Further easing on horizon amid jump in bank loans
Rapid loan growth on the mainland last month might be an indication that Beijing could carry out further monetary easing as it braces for possible shocks from the United States and Europe.
Exceeding economists' estimates, new yuan loans in December totalled 640.5 billion yuan (HK$783 billion), 14 per cent higher than in November and up 33 per cent year on year. The December figure, the strongest since April, brought the full-year yuan loan growth for mainland banks to 7.47 trillion yuan, in line with the targeted goal of 7.5 trillion yuan.
Total outstanding loans increased by 15.7 per cent to 58.19 trillion yuan last year.
Economists said the latest figures help alleviate fears of a hard landing. They also take comfort from the fact that loan growth rose to meet the full-year target. This shows the central bank has managed to control the pace and magnitude of monetary easing, they say.
Some were, however, more cautious.
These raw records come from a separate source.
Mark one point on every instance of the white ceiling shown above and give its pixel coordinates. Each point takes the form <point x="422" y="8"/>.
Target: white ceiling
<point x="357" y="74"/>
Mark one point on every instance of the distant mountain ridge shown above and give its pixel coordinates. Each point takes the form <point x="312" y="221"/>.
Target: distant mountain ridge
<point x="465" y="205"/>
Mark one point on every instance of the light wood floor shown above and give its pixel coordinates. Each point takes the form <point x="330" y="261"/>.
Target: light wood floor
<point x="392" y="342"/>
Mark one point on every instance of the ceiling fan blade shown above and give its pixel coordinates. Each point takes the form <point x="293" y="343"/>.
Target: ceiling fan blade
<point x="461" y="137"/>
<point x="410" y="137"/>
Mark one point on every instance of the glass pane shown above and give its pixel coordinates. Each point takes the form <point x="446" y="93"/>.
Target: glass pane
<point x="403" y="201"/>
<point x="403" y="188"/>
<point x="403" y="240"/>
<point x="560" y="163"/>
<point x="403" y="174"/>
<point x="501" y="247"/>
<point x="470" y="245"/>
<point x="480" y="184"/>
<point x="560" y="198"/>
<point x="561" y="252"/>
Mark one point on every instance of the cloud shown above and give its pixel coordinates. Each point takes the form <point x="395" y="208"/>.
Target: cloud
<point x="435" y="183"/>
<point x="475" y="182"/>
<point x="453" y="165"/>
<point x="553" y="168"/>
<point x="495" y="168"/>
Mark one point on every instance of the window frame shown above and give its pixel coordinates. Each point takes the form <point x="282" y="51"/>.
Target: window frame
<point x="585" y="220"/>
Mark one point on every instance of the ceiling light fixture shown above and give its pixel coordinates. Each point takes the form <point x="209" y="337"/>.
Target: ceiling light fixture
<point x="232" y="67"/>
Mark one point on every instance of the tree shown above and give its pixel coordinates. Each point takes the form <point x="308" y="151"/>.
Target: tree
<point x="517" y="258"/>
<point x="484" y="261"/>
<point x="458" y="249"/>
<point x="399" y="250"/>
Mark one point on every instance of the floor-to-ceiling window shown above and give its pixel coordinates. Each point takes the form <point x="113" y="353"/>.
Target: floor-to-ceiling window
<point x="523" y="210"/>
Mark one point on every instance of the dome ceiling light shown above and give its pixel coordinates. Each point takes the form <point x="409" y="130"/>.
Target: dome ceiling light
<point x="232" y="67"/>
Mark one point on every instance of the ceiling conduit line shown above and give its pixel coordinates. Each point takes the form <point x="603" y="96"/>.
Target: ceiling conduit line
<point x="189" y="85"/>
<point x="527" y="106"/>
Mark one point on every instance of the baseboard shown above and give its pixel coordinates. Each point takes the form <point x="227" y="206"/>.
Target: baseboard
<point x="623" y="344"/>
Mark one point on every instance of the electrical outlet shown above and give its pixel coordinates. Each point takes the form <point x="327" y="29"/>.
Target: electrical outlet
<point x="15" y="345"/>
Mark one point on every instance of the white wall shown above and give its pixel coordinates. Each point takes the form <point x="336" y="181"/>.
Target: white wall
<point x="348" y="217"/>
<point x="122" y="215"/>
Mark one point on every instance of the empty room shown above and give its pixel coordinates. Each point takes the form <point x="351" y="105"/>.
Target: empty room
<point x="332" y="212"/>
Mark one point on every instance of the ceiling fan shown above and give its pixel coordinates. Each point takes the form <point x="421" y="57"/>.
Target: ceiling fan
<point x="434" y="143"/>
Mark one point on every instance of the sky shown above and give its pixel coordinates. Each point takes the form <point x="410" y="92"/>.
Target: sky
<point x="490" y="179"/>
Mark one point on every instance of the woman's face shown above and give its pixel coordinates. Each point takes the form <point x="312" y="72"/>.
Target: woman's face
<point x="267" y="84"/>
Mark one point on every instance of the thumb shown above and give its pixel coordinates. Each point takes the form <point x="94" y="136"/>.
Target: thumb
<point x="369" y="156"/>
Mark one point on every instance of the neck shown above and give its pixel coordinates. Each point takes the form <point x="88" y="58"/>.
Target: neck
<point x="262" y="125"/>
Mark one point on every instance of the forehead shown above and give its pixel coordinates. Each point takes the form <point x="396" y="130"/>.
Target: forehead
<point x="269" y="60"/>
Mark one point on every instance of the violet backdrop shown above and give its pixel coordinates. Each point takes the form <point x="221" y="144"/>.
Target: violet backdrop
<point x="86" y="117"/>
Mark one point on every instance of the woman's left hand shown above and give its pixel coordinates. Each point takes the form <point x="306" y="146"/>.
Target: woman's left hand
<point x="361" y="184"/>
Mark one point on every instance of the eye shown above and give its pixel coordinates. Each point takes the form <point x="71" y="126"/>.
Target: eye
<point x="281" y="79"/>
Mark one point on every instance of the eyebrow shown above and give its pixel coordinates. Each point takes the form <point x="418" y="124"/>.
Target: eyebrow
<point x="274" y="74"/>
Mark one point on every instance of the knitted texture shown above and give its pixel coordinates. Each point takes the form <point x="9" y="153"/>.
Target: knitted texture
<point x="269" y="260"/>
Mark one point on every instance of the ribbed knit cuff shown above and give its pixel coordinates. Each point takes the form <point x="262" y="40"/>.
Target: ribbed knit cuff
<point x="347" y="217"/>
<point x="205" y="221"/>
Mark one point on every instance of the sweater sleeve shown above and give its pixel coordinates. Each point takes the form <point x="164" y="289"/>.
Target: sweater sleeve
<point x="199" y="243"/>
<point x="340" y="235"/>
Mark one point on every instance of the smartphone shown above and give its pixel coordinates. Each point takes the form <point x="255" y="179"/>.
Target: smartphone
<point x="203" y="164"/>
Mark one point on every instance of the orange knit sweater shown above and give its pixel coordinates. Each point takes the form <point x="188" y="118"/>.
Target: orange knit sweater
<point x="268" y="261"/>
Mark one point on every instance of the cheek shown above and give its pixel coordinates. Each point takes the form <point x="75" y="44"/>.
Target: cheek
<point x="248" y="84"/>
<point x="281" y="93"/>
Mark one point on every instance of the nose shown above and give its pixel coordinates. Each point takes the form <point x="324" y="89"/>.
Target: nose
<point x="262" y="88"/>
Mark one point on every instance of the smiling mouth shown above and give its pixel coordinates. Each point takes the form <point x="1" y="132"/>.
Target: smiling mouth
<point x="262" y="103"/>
UBS economist Wang Tao said that while it is clear that the government is determined to rely on formal banking channels to ensure adequate growth in credit, figures on other forms of social financing remain to be released, making the overall monetary condition still unclear.
People's Bank of China governor Zhou Xiaochuan said over the weekend that the country must be ready to tackle possible shocks from Europe's debt crisis and economic uncertainties in the US.
Beijing will cut at least 150 basis points in reserve requirements in the first half of this year, with the next cut likely to happen in the coming weeks, said Qu Hongbin, chief economist at HSBC.
However, according to Daiwa Securities economist Sun Mingchun, that might not happen before next month.
The PBOC on Friday said it would stop issuing central bank bills before the Lunar New Year, helping pump more liquidity into the system. New bills are used to soak up liquidity in circulation.
Sun said loan growth could reach about 8.5 trillion yuan this year. Warren Blight of Keefe, Bruyette & Woods put the figure at around 8 trillion yuan, while Michael Werner of Sanford C. Bernstein forecasts 7.5 trillion yuan to 7.8 trillion yuan.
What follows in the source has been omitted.